For one, it was probably not legal to use the tow equipment to push the man’s feet aside when he stood in the way of the repo process. As in many other states, Florida does not allow repo men to “breach the peace” to get access to a vehicle. This includes the use of force (like pushing a guy with the towing gear), breaking of locks and anything else that damages property or causes too much of a scene.
If the man had gone back in the house and called 911 instead of assaulting the driver, the repo driver could have gotten in serious trouble for vehicular assault and breaching the peace. That’s not something a professional repo man wants to risk.
A smarter driver would have put the house under surveillance and come back later when they knew nobody was home, or followed them to a store and snagged it in a parking lot. They also could have gone to court to get an order to give the car up, and come back with police to legally take the car. The bank can also go to court, and hit the guy’s credit for the full amount of the loan without taking the car back and auctioning it, or put a lien on the guy’s home, among many other options.
In other words, don’t make the mistake of assuming that the law lets losers win. They always lose in the end one way or another, and it’s worth your time to keep yourself safe while pursuing justice.
Another really bad move was exiting the truck. The truck was a relatively safe place and was an easy way to get away if things got ugly. Getting out to fight back and get into a screaming match only ups the risk without increasing the odds of getting the car hooked up.
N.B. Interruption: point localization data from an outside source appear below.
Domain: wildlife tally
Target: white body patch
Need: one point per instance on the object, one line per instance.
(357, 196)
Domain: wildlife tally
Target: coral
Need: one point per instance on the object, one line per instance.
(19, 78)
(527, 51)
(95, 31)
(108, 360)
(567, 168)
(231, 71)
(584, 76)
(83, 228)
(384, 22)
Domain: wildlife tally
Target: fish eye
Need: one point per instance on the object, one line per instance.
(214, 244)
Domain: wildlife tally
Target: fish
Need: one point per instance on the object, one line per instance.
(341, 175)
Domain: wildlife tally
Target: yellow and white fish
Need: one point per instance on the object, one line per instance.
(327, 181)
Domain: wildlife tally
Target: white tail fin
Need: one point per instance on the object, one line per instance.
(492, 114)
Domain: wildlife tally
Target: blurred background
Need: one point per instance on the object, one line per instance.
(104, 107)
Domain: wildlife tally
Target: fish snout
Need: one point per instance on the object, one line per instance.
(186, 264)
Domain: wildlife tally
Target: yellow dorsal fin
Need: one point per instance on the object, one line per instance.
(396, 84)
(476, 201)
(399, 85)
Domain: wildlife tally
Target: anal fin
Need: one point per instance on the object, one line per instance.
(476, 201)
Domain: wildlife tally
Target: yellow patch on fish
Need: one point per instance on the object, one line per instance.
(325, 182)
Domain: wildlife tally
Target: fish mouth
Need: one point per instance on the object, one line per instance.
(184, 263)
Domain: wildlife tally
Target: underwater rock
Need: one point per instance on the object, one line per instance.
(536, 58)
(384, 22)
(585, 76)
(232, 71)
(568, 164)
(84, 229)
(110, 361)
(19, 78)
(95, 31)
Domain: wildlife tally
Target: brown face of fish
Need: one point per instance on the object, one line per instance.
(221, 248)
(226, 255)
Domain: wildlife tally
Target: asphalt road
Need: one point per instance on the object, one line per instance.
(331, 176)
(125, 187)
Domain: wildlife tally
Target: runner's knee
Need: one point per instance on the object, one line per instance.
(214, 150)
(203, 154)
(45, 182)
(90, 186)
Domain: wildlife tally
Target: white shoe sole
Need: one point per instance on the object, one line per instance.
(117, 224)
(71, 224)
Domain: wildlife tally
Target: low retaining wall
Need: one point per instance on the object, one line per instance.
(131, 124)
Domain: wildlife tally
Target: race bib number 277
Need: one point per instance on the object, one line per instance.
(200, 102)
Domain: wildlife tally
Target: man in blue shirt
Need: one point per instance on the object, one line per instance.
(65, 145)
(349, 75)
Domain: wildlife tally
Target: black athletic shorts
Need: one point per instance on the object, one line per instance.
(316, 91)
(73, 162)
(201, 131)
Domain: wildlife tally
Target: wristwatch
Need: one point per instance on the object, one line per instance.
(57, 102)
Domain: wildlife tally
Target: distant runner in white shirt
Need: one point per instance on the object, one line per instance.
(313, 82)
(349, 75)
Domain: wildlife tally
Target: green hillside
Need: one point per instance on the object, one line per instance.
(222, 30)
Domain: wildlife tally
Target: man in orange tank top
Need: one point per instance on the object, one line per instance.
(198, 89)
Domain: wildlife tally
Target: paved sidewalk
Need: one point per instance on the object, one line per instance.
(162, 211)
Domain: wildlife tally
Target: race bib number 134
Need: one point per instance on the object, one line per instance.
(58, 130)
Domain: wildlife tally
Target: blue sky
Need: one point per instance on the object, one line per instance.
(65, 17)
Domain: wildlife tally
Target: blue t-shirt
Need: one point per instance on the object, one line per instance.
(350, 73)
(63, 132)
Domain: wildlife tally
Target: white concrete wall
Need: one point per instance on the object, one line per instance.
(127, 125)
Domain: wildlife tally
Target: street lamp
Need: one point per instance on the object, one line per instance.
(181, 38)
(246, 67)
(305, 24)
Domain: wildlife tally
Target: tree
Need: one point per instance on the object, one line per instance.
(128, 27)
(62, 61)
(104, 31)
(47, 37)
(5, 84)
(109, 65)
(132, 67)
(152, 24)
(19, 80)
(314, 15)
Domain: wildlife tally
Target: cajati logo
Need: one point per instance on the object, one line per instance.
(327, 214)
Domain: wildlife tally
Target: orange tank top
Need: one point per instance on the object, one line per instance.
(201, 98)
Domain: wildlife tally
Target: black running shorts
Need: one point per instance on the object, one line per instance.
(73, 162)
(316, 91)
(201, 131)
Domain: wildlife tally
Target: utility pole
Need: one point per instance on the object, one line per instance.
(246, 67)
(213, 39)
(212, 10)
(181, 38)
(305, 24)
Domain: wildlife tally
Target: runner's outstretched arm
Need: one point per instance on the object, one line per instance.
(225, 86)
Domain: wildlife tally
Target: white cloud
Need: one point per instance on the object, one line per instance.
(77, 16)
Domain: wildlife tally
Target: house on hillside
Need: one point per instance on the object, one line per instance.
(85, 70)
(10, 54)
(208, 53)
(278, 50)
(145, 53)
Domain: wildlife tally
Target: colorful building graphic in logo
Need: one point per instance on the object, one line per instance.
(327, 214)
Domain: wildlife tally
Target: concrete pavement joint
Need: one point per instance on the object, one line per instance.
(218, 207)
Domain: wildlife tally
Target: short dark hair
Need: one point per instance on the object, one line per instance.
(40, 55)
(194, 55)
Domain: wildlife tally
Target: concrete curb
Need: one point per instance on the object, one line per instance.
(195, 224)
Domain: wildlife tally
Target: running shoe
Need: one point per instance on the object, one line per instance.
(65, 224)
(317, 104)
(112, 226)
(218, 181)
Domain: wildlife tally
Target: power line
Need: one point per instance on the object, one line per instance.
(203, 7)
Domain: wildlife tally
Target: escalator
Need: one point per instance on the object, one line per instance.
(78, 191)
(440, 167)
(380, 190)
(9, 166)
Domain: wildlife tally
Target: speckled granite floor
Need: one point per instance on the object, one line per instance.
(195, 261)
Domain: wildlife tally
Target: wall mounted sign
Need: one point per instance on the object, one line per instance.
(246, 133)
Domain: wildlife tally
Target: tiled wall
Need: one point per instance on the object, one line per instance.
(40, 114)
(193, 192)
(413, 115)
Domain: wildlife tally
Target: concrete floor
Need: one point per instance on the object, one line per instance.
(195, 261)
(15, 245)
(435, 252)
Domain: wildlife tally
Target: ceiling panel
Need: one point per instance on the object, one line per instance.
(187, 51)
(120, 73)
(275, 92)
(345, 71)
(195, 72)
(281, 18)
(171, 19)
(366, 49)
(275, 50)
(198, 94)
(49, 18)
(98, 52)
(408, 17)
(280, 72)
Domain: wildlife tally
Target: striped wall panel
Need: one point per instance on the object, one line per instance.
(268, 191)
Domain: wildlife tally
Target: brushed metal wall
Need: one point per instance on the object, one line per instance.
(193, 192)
Finally, you might be sick of hearing about Verbal Judo if you’re a regular reader, but non-violent dispute resolution techniques are the way through most of these encounters. Instead of getting out to fight and scream, using Verbal Judo skills like the “Five Step Hard Style” can go a long way toward getting voluntary compliance.
Those steps are:
- Ask (ethical appeal)
- Set context (reasonable appeal: explain policies and rules)
- Present options (reasonable appeal: what’s in it for them and what if they don’t)
- Confirm (practical appeal: “can I do or say anything to make you cooperate”)
But, if you can’t remember five steps, remember that you need to ask people before you tell them. Everyone wants to feel important, and giving them a chance to give up with dignity goes a long way toward making it happen the easy way.
A repo man doesn’t have the force options police do, but he can:
- Calmly ask the guy if he can comply with the repo willingly
- Let him know what the situation is if the man refuses
- Let him know what his options are (coming back with police, going to court, or getting a lien on the house)
- Asking him if there’s anything he can do to get the guy to let him do the tow
- The, leave and go exercise those other options
Watch this guy go through the five steps:
But, in a stressful situation, it can be hard to remember to ask or go through the five steps. So, you have to watch out for yourself and identify the signs of stress and anger. When you see it happening, you have to train yourself to take a few deep breaths (box breathing is easy to remember), and calm yourself down until you can remember your Verbal Judo skills.